Looking for a stunning dessert to serve to your guest for an upcoming event? Maybe you’re looking for a little something to bring back the beauty of summer. We have just the thing! We’re thrilled to have Jenny of The Dusty Apron with us today sharing this gluten free and lactose from Kiwi and Cacao Cheesecake! Here’s what she has to say:
“Back when I was a university student, training to be a high school teacher and living on three tins of baked beans a week, I did not give much thought to my eating habits. My focus was on my career and getting a job at a good school. That, and not getting swooped upon by the angry seagulls that inhabited my little English seaside town.
As such, when me and my other half wanted to treat ourselves to a little bit of luxury we pushed the boat out and bought a cheesecake from our local grocery store; and it cost the equivalent of about $1. Wow. How was that ever going to be produced by anyone who was not wearing a lab coat and safety specs?
I have come to the conclusion that home-cooked is always better. No lab coats (unless you want to…), no safety specs, just real food that you have total control over.
This cheesecake recipe is the antithesis of those from my student days, with a nutritious base that’s made from scratch and a fruity topping.
The gluten free base is packed with vitamin B from one of its main ingredients, pecan nuts, antioxidants from raw cacao, and contains healthy fat in the form of coconut oil. The topping is lactose free, with kiwi being my fruit of choice, as well as unrefined sugars.
KIWI AND CACAO CHEESECAKE
For the Base:
-2/3 cup pecan nuts
-1/3 cup coconut oil, melted
-1/3 cup rice flour
-1⁄2 tsp ground ginger
-1 tbsp maple syrup (Grade A)
-1 tbsp raw cacao powder
For the Topping
-2 cups lactose free cream cheese
-3 tbsp lactose free natural yogurt
-3⁄4 cup + 2 tbsp unrefined golden caster sugar
-2 tbsp rice flour
-1 tsp vanilla extract
For the Base:
1. Make the base first. Preheat your oven to 320*F and line your baking tin with baking paper.
2. Put the pecans into a blender until they are chopped into very small pieces, and add to a mixing bowl. Using the blender again, pulp the banana until smooth and creamy then add it to your pecans.
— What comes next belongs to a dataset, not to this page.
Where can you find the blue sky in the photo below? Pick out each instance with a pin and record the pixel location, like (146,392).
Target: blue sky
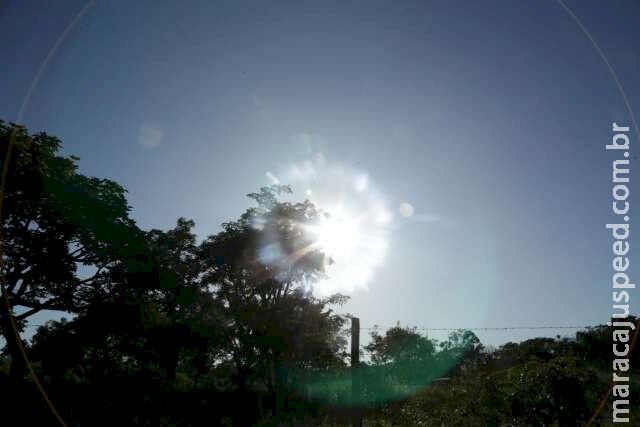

3. Add the remaining ingredients to the bowl and then combine well. Pour the mixture into you baking tin and spread it across, pressing firmly with a wooden spoon until you have a firm coverage. Blind-bake in the oven for 15 minutes.
For the Topping:
1. Simply put all of the ingredients into a blender, food processor or bowl and mix until fully combined. When the base has had its blind-bake, pour the topping over it and bake in the oven for 40 minutes. The edges should turn a lovely golden brown and there should be a little ‘wobble’ if you shake it.
2. Pop the cooked cheesecake into the refrigerator to cool fully and then garnish with kiwi pieces and, if desired, melted dark chocolate.